Expected rain spurs worry that Arava oil will spread

Rains forecast for Tuesday have put environmentalists on edge, as it will affect fragile local ecosystem.

OIL SLICKS from the burst Eilat-Ashkelon pipeline blacken the Evrona Nature Reserve, threaten vegetation and endanger wildlife. (photo credit: NIV ELIS)
OIL SLICKS from the burst Eilat-Ashkelon pipeline blacken the Evrona Nature Reserve, threaten vegetation and endanger wildlife.
(photo credit: NIV ELIS)
Just a few minutes drive north of Eilat, the air already reeks of oil. The arid bouquet of sand and acacia trees one expects in the valley, flanked by red mountains in Jordan and sandstone in Israel, has taken on the aroma of a gas station as streams of black oil snake their way through river beds.
Government clean-up crews are already working to remove the besmirched sand caused by Wednesday’s break in the Eilat-Ashkelon pipeline that poured thousands of liters of oil into the desert. It is arguably the worst environmental disaster in Israel’s history.
Though the Environmental Protection Ministry has sucked up 1,000 cu.m. of the spilled oil in the Evrona Nature Reserve already and transferred 8,500 tons of contaminated soil into the Nimra landfill, rains forecast for Tuesday have put environmentalists on edge.
“If the rain causes floods, that will take the oil east and south, and deep into the soil. It will spread out and it will be more difficult to deal with,” said Elli Groner academic director of the Arava Institute for Environmental Studies.

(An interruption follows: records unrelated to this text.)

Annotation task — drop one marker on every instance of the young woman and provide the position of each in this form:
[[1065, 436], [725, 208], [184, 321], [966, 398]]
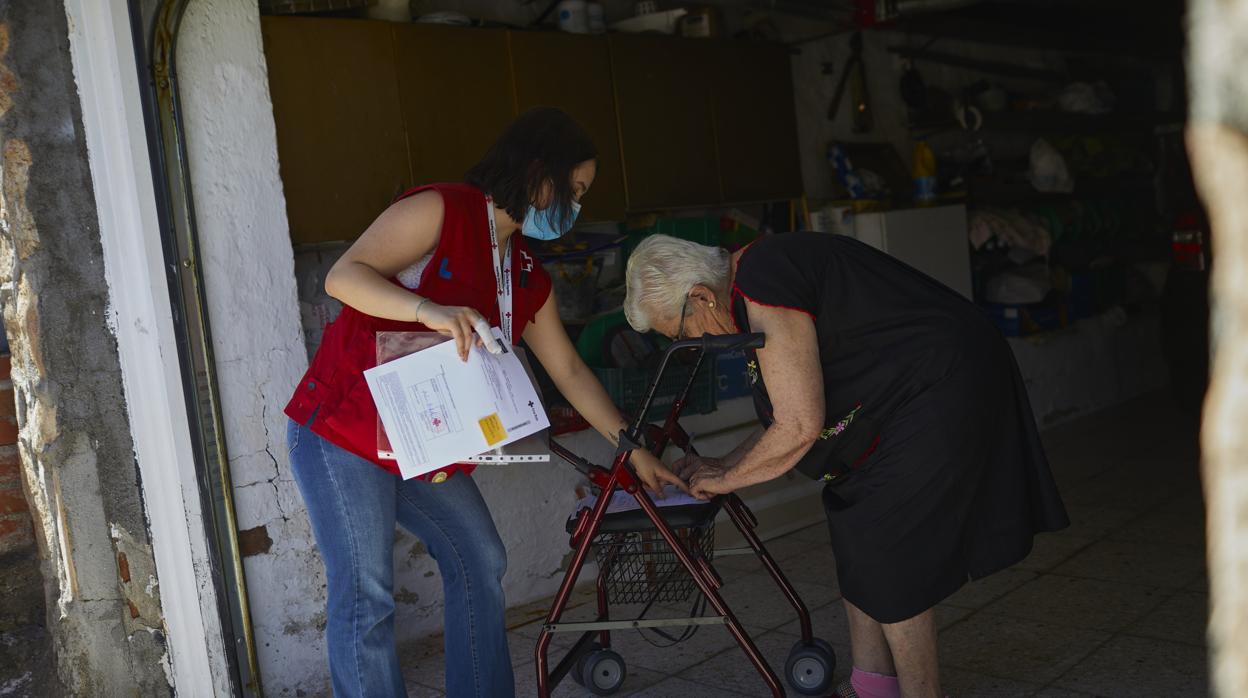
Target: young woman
[[442, 257]]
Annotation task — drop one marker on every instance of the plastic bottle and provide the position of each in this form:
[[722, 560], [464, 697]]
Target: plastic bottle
[[924, 171]]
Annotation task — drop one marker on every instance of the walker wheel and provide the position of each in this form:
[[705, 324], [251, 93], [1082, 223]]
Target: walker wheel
[[579, 668], [602, 672], [810, 667]]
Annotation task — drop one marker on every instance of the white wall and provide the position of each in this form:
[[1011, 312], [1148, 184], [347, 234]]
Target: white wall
[[250, 279]]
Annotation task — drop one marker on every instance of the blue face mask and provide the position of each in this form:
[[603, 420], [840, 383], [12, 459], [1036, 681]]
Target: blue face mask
[[541, 224]]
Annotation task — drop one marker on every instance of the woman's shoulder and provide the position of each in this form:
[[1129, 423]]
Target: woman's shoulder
[[790, 249]]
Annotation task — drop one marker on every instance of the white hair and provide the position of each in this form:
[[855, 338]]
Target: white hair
[[660, 274]]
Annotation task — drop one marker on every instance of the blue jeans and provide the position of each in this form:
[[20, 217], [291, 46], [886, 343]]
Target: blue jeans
[[353, 506]]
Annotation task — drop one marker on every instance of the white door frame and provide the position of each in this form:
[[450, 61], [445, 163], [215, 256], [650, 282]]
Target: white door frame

Already the situation is worrying.
The scant life that flourishes in the desert depends on water, which naturally flows to the lowest points in the land. The same grooves that pull water, however, pull oil, meaning that the spilled crude is spreading directly to the vegetation.
“If you take a satellite photo, you see that the oil is following the trees,” Groner said. “Wherever there are trees, there is oil around them and they will be poisoned by the oil, and hundreds of them will die within a few months.”
If that happens, there is no saying exactly how it will affect the fragile local ecosystem. The trees and other vegetation provide food for gazelles, insects and other wildlife. Killing them could collapse the whole ecosystem, he said.
Similarly worrying is the possibility that the rain will spread the oil into the gulf. The spill is on the “wrong side” of the watershed that leads to the Red Sea, with its coral and fish, and it could have similarly disastrous results there.
But Dr. Hanan Ginat, a geologist at the Dead Sea and Arava Science Center, says that chances of rain pushing the oil into the groundwater or the gulf are fairly low.
A different concern, he says, is what to do with the oil that remains in the desert. Further action to evacuate polluted soil with tractors and heavy machinery may end up doing just as much damage.
The spill happened just days before the Eilat-Eilot Green Energy conference, which was meant to promote alternative fuels and celebrate Israel’s achievements. For example, the whole area from Eilat to the Dead Sea is on track to be fully solar-powered by 2016.
“The State of Israel is literally pissing oil on the Eilat-Eilot renewable energy solar parade,” said Yosef Abramowitz, a solar pioneer and a member of the conference’s steering committee.
“This ecological disaster is a crude reminder that 99 percent of Israel’s energy for power and for transportation is this poison,” he added. “This government has utterly failed the environmental sensibilities of its citizens and has driven business out of the country, [including] most solar power companies and the electric car.”
Abramowitz called on politicians running in the upcoming elections to commit Israel to reach 20% renewable energy by 2020, as the EU has pledged.